Once it is installed in the browser, you can start sending signed and/or encrypted email from your GMail account. Head over to GMail and hit compose and you’ll find two new, stealthy buttons off to the right, one for signing, one for encrypting. Note that the S/MIME plugin disables GMail’s auto-saving feature because that requires sending the message unencrypted to GMail’s servers, a message you potentially would like to have encrypted. Also note that the S/MIME plug-in does not verify signatures sent to your GMail account, not yet. You’ll notice the big fat yellow section next to any smime.p7s attachments you see.

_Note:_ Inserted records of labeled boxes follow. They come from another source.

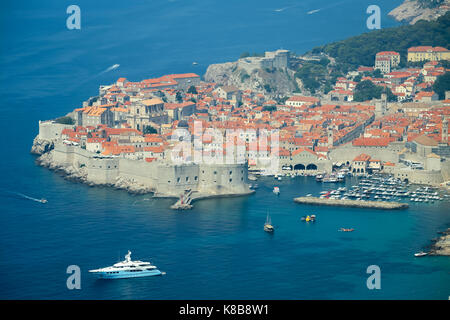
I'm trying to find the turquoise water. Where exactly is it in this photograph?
[0,0,450,299]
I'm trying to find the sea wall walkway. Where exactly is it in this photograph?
[294,197,409,210]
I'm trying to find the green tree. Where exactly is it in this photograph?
[433,72,450,100]
[175,91,183,103]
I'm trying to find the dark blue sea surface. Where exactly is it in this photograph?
[0,0,450,299]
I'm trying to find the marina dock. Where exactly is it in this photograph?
[294,197,409,210]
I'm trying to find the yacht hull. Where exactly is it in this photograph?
[92,270,162,279]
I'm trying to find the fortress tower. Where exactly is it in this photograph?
[327,127,334,148]
[442,118,448,143]
[375,93,387,117]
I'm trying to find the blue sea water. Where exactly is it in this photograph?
[0,0,450,299]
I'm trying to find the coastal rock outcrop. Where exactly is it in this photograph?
[388,0,450,24]
[36,152,154,194]
[30,136,54,155]
[204,62,296,97]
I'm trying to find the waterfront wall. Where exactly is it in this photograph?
[329,144,399,163]
[47,143,249,197]
[38,120,73,140]
[391,168,444,186]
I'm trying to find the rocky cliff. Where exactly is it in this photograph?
[389,0,450,24]
[36,151,155,194]
[204,62,297,97]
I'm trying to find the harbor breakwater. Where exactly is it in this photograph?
[294,197,409,210]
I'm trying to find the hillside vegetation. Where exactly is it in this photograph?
[312,12,450,72]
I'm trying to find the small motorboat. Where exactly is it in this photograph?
[264,214,275,233]
[414,251,428,257]
[301,214,316,222]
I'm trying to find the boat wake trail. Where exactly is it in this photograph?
[98,64,120,75]
[307,9,322,14]
[6,191,47,203]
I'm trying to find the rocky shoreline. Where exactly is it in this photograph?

Thunderbird does, however, verify signatures and interacts well with GMail in the process. Configuring Thunderbird requires one last step from Firefox, however, and that is exporting your certificate. The path to do this is something like Tools/Options/Advanced tab/Encryption tab/View certificates/Your certificates/Select the thawte certificate/Backup. There is probably a shorter path. When you save it, it will ask you to encrypt it with a password. File your certificate in a safe place with a strong password.

Fire up Thunderbird and set up your GMail account to use IMAP. Google has fine instructions for this if you go to your GMail account Settings/Forwarding and…/IMAP access/Enable then click Configuration Instructions.

After that is all set up, revisit your GMail account properties in Thunderbird and open its Security tab. There, View certificates/Your Certificates/Import/that file you saved from Firefox. Finally, select this certificate in the other two fields on that same Security page.

You may want to check the box to digitally sign messages by default, that’s up to you. If you don’t you’ll have to specify when you want to sign messages in the security menu when you compose a message.

Send yourself a signed email and check it out, it should work now.